Mazzare grinned, dropped the bottle back into the basket. "Bad enough I allow Protestants in here, without I allow drunken, littering Protestants in. And she'll say all that without opening her mouth. That woman can glare."
"Ah, now that was probably one of your own papists seeking to discredit the Methodist confession. Another romish plot."
Mazzare laughed. "I do wonder why I bother having anyone clean this place, you know. The amount of time I spend tidying up so I can face the ladies in question—"
"And well done for facing Irene Flannery at all."
"I'm sure she loves you too—I might as well do it myself."
"Have you considered a witch-hunt? They're all the rage these days," Jones said, holding open the door.
Mazzare stopped, frowned. "Now, don't even joke about that. We're right in the height of it here and now."
"Only, what, fifty, sixty years before Salem?" Jones nodded. He'd been doing some reading as well.
"About. One of yours, that."
"Eh?"
"Sorry. Protestant. Although in your case you can say 'before my time.' Come to that, does Methodism have any atrocities to its credit?"
"Other than three-hour sermons?"
"You know what I mean. It's the season for them hereabouts. Magdeburg." Mazzare paused, shuddered, went on. "The Inquisition. Forced conversions. Thuringia's Protestant this week."
"I heard. Still a fair few Catholics, though."
"Yes, but am I one of them?"
"Whoa there, big fella. This sounds serious." Jones felt a sudden start of alarm at the expression on Mazzare's face. He let the door swing shut.
"It is." Mazzare sighed. He leaned on the tall vestment chest with both hands. The summer sun was high. Through the stained glass, it lit the top of the vestments chest in a rainbow dapple almost too bright to look at. Mazzare stared into the glow for a moment.
"Troubles. And then some. Yes." He turned, leaned back against the heavy chest of drawers and folded his arms before he carried on. "No, it's—well, lots of things. You've seen the name out front?"
"Yes, what of— I see. He's still alive, isn't he? And this is only one of many shocks, I take it?"
"Well, it's the easiest one, just a little work with a paintbrush. That, and having to dust off my Latin to say mass in, and oh, how the old guard are loving that."
"I can imagine. Some of that Gregorian stuff is easy on the ear."
"Whatever." Mazzare waved aside the aesthetic merits of the Tridentine mass. "Simon, I didn't sign on for this. Here, the shop manual for this place, you've seen it before."
"Sure." Jones had seen the heavy, leather-bound volume Mazzare had picked up. It contained the liturgy for every conceivable service, office, benediction and mass that could be performed in a Catholic church. Jones had been particularly taken with the engagingly mediaeval Novena of Saint Blaise.

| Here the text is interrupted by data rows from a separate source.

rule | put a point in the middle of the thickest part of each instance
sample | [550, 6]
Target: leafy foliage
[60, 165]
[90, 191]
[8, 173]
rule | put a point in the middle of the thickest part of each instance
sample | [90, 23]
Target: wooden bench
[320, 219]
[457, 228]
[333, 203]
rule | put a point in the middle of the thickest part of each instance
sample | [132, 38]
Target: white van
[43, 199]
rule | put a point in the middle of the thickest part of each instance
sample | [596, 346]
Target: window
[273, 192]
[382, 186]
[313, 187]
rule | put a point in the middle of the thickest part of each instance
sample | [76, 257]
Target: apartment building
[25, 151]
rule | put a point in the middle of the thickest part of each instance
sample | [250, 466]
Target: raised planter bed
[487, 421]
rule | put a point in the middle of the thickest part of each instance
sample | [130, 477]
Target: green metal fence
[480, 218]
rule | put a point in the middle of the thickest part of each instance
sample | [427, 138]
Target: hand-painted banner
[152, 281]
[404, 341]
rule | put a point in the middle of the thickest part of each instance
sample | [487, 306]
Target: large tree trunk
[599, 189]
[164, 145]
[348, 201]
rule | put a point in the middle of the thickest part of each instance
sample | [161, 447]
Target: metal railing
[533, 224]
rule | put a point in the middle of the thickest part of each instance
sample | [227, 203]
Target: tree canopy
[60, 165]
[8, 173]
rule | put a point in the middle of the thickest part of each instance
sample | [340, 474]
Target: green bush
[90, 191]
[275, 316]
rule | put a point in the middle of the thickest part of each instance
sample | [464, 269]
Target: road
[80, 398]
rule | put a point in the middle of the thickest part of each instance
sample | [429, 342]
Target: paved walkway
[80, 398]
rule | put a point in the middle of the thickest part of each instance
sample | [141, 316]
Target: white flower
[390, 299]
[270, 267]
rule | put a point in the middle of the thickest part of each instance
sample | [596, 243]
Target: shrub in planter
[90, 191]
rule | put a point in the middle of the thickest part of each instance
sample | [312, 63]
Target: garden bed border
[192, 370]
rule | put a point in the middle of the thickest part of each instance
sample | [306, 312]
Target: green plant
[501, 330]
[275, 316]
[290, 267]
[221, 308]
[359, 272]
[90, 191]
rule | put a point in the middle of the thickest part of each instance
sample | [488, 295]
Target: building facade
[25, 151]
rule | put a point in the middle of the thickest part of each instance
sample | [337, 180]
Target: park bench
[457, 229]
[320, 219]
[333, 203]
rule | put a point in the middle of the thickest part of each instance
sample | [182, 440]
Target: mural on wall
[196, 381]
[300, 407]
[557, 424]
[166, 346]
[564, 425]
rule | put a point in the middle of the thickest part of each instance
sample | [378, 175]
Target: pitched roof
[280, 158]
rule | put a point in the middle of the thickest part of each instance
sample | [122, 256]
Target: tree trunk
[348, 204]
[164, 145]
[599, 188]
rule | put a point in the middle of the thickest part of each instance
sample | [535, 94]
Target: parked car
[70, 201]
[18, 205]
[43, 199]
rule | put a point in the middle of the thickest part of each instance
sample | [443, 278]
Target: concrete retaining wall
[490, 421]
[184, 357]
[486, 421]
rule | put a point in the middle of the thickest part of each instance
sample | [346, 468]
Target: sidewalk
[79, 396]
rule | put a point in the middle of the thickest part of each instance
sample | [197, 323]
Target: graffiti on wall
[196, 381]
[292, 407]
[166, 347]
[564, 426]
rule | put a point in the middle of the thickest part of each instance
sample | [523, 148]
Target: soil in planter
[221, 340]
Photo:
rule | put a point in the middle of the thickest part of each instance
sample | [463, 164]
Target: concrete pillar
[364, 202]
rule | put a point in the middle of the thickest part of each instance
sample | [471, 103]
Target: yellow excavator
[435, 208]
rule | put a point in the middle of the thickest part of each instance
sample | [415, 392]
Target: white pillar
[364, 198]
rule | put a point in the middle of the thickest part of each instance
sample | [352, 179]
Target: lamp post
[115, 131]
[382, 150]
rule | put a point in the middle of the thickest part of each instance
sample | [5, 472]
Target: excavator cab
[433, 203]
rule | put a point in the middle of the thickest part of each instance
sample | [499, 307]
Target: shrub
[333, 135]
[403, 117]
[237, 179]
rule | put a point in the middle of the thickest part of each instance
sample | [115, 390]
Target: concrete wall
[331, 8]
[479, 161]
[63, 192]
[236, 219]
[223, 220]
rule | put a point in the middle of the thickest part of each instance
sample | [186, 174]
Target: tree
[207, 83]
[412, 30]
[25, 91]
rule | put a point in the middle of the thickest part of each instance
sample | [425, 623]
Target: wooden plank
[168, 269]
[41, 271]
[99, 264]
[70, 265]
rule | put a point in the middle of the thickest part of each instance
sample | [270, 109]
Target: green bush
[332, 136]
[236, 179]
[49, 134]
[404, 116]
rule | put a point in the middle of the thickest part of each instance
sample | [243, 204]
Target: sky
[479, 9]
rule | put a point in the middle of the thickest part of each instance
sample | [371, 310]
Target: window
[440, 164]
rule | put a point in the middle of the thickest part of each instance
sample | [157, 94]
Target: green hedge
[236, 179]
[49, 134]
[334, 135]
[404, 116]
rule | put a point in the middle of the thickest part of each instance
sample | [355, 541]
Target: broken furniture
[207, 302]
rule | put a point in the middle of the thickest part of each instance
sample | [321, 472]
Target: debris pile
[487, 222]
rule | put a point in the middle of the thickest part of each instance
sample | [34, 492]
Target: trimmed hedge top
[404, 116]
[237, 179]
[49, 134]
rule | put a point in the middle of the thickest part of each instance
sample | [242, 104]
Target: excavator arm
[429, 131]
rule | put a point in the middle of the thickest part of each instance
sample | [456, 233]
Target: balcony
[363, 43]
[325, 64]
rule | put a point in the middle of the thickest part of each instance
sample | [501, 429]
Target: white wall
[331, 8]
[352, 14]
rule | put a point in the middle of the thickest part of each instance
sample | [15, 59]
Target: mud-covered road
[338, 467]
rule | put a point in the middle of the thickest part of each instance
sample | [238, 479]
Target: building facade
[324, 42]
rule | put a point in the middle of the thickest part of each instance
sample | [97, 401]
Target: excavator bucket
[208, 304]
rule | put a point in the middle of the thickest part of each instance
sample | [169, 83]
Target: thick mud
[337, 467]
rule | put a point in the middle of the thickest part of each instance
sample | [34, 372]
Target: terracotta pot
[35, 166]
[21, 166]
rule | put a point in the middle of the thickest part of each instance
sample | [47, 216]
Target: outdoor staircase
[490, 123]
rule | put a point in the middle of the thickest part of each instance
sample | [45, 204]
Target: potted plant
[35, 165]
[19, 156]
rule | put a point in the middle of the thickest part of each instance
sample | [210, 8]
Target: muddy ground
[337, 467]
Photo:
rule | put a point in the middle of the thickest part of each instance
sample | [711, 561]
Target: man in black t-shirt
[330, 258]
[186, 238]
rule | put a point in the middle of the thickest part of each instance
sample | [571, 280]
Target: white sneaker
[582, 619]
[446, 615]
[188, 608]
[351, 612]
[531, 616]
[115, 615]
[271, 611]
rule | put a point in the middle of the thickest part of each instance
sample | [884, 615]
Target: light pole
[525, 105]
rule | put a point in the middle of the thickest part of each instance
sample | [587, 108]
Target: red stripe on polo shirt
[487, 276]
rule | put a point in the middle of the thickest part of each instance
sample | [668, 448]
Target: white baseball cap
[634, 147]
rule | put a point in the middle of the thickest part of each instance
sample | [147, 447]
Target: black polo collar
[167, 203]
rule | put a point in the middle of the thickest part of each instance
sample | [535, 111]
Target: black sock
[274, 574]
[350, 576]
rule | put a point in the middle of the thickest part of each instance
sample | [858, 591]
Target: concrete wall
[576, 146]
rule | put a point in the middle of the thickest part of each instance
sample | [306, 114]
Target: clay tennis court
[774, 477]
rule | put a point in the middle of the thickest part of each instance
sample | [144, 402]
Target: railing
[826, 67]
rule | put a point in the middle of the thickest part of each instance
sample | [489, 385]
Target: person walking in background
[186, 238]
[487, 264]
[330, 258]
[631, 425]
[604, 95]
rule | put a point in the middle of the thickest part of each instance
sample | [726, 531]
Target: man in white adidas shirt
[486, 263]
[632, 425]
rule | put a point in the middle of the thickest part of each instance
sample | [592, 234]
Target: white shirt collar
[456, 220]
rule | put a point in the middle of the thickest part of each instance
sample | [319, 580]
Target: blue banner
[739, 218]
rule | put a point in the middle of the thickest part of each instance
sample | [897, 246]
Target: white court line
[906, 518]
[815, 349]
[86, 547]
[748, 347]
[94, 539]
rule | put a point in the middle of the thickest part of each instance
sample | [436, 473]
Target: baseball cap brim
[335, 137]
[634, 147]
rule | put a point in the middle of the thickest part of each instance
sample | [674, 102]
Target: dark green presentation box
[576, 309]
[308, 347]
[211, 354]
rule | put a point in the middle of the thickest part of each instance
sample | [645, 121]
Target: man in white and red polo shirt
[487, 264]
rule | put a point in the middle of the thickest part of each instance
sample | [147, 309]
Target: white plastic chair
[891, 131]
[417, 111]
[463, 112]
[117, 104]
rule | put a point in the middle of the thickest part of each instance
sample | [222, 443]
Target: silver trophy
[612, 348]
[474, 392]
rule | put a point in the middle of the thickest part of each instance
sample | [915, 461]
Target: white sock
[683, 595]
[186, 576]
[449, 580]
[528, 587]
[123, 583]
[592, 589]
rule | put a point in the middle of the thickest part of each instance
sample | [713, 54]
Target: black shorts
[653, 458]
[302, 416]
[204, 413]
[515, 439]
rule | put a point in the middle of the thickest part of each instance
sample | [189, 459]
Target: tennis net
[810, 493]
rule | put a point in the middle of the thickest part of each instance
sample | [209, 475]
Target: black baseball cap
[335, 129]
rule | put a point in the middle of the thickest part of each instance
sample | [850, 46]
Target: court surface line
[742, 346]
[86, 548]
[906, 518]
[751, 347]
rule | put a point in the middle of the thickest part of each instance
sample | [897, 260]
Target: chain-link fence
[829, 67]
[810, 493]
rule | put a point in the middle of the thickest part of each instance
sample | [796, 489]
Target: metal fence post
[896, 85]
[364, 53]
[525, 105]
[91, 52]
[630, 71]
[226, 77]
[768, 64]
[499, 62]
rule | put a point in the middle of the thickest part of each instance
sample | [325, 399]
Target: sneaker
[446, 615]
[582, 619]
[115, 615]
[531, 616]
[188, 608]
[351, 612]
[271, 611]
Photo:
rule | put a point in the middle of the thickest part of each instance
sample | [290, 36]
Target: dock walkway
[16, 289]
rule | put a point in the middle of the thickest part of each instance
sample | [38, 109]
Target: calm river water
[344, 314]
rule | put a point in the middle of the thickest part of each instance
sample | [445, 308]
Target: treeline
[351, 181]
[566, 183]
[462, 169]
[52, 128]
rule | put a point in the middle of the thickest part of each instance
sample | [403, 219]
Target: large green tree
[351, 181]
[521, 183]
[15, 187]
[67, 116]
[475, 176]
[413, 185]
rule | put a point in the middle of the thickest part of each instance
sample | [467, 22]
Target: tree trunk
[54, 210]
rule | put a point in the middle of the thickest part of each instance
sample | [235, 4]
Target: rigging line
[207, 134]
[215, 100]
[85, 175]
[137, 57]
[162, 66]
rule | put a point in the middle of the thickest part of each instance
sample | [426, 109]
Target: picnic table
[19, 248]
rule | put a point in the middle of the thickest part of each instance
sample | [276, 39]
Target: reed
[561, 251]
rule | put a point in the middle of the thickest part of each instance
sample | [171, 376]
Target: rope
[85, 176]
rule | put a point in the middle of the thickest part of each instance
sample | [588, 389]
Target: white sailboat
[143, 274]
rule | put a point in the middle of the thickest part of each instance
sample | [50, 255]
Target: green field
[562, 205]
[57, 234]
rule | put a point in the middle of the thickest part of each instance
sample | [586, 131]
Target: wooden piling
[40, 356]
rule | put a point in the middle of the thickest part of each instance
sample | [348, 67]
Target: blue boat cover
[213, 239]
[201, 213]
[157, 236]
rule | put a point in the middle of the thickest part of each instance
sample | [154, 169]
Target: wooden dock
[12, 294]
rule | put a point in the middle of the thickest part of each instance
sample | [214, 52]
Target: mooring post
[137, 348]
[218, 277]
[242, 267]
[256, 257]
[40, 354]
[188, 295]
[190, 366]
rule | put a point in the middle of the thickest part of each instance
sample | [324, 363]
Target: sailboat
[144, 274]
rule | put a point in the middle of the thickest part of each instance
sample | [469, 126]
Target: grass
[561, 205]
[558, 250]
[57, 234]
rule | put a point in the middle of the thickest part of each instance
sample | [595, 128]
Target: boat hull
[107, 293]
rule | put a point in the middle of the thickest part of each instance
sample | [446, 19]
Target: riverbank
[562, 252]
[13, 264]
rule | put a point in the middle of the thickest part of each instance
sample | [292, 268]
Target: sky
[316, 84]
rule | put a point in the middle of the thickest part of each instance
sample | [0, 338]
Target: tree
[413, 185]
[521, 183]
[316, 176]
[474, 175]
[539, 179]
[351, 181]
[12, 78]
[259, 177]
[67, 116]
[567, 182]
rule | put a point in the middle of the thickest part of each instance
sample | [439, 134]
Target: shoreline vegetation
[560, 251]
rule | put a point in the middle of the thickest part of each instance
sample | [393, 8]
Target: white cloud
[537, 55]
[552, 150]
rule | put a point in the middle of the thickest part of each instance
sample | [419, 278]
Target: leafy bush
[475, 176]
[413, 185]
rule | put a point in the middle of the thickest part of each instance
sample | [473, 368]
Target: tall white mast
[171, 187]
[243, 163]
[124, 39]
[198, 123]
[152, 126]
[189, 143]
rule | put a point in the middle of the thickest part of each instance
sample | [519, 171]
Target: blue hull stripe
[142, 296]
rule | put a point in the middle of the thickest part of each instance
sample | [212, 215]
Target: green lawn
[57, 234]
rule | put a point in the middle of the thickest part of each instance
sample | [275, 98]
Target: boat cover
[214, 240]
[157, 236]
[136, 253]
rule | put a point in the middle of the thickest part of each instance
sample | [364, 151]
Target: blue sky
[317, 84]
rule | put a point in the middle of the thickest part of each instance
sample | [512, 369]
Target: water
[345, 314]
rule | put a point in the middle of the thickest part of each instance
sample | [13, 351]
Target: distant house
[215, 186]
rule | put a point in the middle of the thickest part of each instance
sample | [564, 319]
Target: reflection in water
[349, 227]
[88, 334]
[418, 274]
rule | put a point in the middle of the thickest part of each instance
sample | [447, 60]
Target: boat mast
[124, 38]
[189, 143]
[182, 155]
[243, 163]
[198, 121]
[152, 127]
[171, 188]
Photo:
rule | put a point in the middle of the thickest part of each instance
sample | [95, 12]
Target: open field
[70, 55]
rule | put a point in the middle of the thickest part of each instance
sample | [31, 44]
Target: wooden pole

Mazzare let the book fall back to the table it had been on. "Heresy, every word of it, in this day and age. Just for the language it's in. I've got a catechism, the '92 one, that could get me executed, just for the suggestion that Protestants might be Christians too. That's what I signed on for, vowed to obey. Here and now, though, the orders are different. Damned if I do, damned if I don't."